# On the Value of the Initial Value in Root Finding

While playing around with Libtommath, a nearly public domain(1) library for big integers, to see if I can change (parts of) the backend of the planned calculator to use this library instead of a different one with a different license, I did not only find out that I really love to build long-winded sentences but that the implementation of the Newton-Raphson nth-root algorithm is very slow.
One of first programs to port is a nearly straight forward implementation of the quadratic sieve with only some small but necessary optimizations to make ist useful for up to about 40 decimal digit long semiprimes build from two 20 decimal digits long primes. One of the necessary helper function sis a wy to determine if the factor the sieve found is indeed prime with a high probability or composite. State of the art to do it seems to be a combination of several primality testing algorithms called Baillie-Pomerance-Selfridge-Wagstaff primality test or BPSW for short. There are no BPSW-pseudoprimes known below 10^15 so any prime fond inside that limit can be called a quasi certified prime. That means it is exact for factoring composite numbers up to 30 decimal digits. Probable primes with more than 15 decimal digits would need a second run through the sieve or an exact test.

I digress? Yepp, that’s what I do for a living.

One of the disadvantages of all of the primality tests above is the inability to stand perfection—perfect powers get them in trouble. Testing for perfect powers can be done in essentially linear time if you do not need the radicants and exponents if any. They are needed for factorizing, though, but no large amount of root-finding-runs is necessary.

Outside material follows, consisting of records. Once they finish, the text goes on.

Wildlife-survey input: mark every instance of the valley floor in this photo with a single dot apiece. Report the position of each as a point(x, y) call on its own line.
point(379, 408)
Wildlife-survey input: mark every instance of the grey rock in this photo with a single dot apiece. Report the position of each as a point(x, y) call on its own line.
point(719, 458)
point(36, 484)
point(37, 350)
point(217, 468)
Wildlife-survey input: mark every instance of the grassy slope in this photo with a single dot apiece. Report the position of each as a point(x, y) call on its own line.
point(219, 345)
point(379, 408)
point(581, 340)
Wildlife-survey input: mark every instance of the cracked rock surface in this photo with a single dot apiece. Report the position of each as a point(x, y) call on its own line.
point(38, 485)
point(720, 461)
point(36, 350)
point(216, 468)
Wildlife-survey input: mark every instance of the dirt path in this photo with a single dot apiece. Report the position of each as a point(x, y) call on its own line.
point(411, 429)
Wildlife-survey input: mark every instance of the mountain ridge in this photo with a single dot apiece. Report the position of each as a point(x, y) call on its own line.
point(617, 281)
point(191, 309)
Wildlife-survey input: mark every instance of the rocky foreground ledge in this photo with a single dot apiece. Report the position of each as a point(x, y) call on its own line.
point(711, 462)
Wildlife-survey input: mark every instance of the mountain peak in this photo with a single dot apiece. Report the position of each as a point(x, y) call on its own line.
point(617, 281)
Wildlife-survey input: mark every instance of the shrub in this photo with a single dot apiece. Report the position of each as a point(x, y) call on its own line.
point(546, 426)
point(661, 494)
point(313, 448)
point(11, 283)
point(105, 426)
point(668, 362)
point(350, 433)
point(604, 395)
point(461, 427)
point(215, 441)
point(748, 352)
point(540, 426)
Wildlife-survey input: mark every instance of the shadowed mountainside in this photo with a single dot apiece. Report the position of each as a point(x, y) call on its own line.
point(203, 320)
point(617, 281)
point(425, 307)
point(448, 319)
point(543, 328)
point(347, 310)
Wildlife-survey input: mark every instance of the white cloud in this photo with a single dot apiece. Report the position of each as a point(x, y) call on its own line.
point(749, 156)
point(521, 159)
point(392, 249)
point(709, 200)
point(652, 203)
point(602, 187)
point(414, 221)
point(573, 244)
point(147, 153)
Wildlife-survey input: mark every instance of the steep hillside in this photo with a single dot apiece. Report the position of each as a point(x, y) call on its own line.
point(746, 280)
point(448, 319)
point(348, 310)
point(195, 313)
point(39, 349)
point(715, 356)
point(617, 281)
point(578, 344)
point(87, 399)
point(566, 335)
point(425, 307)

• only roots with a prime exponent need to be checked because: $4^x = 2^{2x}$ and $x^4 = x^{2+2} = x^2 \cdot x^2$
• only exponents up to $\lceil\log_2 n\rceil$ need to be checked: $x^\frac{1}{n} = exp\left(\frac{\log_e x}{n} \right)$
Together with the the fact that the smallest possible integer radicant larger than 1 (one) is, well, 2 (two) the largest integer exponent $x$ such that $2^x \le n$ is $\lceil\log_2 n\rceil$ which is just the index of the highest bit starting from 1 (one). Simple to implement. Also simple to test, no need for a fancy root finding function here.

I already wrote it with the help of another big integer library (not GMP), so porting was not a large problem.

• finding the highest bit set is implemented as mp_count_bits()
• finding the lowest bit set is not implemented, had to be done
• finding the n-th root is implemented as mp_n_root() which returns the root but no remainder.
• a small sieve delivers the primes necessary. Not shown here, it is a very simple Eratosthenes sieve.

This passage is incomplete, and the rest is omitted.